Live Captions

This page deals with live media, which includes both audio and video. The criterion states:

Captions are provided for all live audio content in synchronized media.

Video Calls

In a previous blog post I wrote about this success criterion, I focussed on video calling platforms such as Teams and Zoom. It was right in the middle of the Covid-19 Pandemic. Although we had previously had some video conferencing tools, there had been an explosion in the numbers of such tools and the features they contained.

However, on reading the Understanding Document for 1.2.4 Captions - Live, I realise that this is not intended to cover two-way calls involving two or more participants. In such situations, the responsibility for providing captions is with the caller or the host... so the person who sends the Teams invite... rather than with the application itself.

That said, Teams and Zoom now have pretty good live captioning tools, so I think it worth a mention.

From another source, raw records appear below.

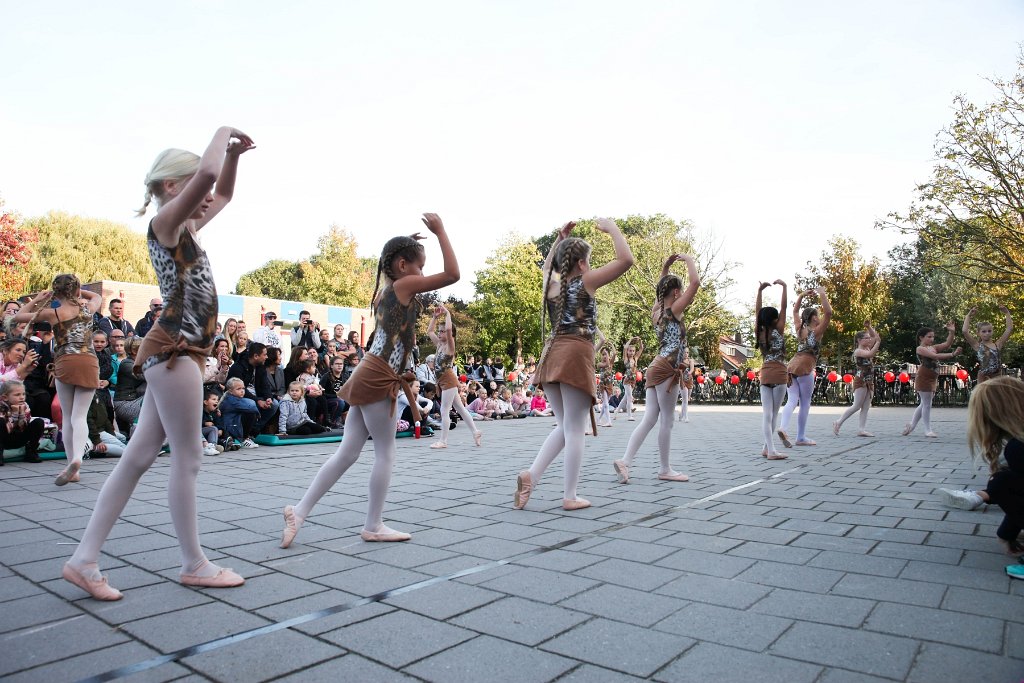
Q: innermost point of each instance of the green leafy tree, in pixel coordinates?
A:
(90, 248)
(857, 290)
(626, 304)
(507, 306)
(333, 275)
(969, 218)
(16, 242)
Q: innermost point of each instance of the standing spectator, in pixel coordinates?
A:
(306, 333)
(250, 370)
(143, 326)
(266, 334)
(115, 319)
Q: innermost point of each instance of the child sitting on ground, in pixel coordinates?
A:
(233, 406)
(994, 424)
(293, 418)
(17, 427)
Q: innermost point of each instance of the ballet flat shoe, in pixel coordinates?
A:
(99, 590)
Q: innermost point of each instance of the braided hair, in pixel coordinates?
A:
(666, 285)
(568, 252)
(767, 317)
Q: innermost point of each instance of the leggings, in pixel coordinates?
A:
(924, 412)
(626, 404)
(75, 401)
(172, 412)
(571, 408)
(771, 401)
(861, 401)
(800, 391)
(605, 417)
(376, 420)
(450, 399)
(660, 408)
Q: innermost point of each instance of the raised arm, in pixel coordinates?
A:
(408, 287)
(950, 330)
(1010, 327)
(686, 298)
(968, 335)
(825, 312)
(598, 278)
(187, 199)
(780, 325)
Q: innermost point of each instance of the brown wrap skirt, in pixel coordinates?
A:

Automated live captions are rarely completely accurate. They depend on the clarity of speech, background noise and interference, and even the tone and pitch of the speaker. If the speaker has a strong accent, this will usually affect the accuracy of captions.

Broadcasted Media

This success criterion is intended to address broadcasted media. That can include things like live television, live webinars and training events, and anything else that is broadcast or streamed live.

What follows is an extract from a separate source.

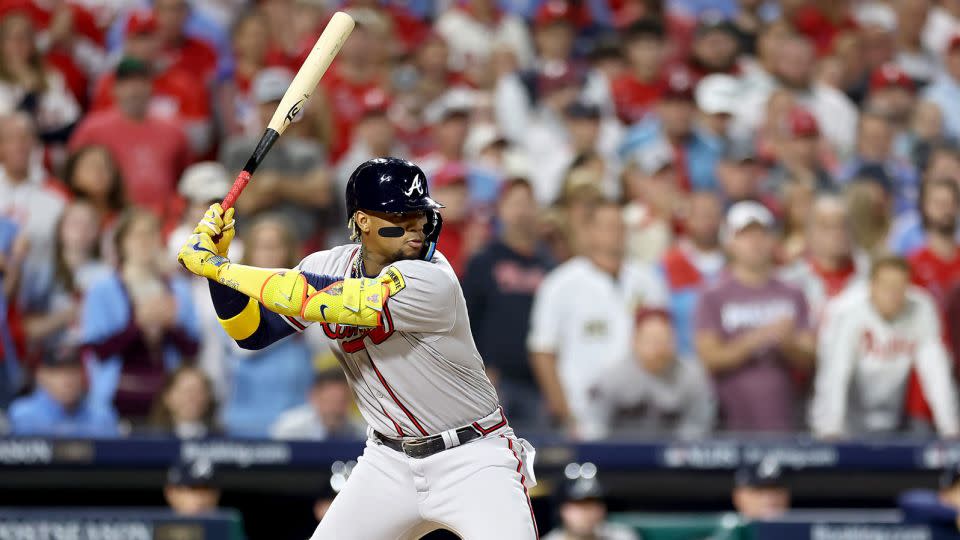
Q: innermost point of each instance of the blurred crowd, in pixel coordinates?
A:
(670, 218)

The kind of live captions that are needed do not rely on automated tools, which are often inaccurate. Best practice is to use Communication Access Realtime Translation (CART). CART captions are produced by a trained captioner, using special equipment that allows them to produce captions quickly. It is still not perfect, as they are working at the speed of the speaker, but human-produced captions are far more accurate, as they can interpret the speech in ways that automated captions cannot.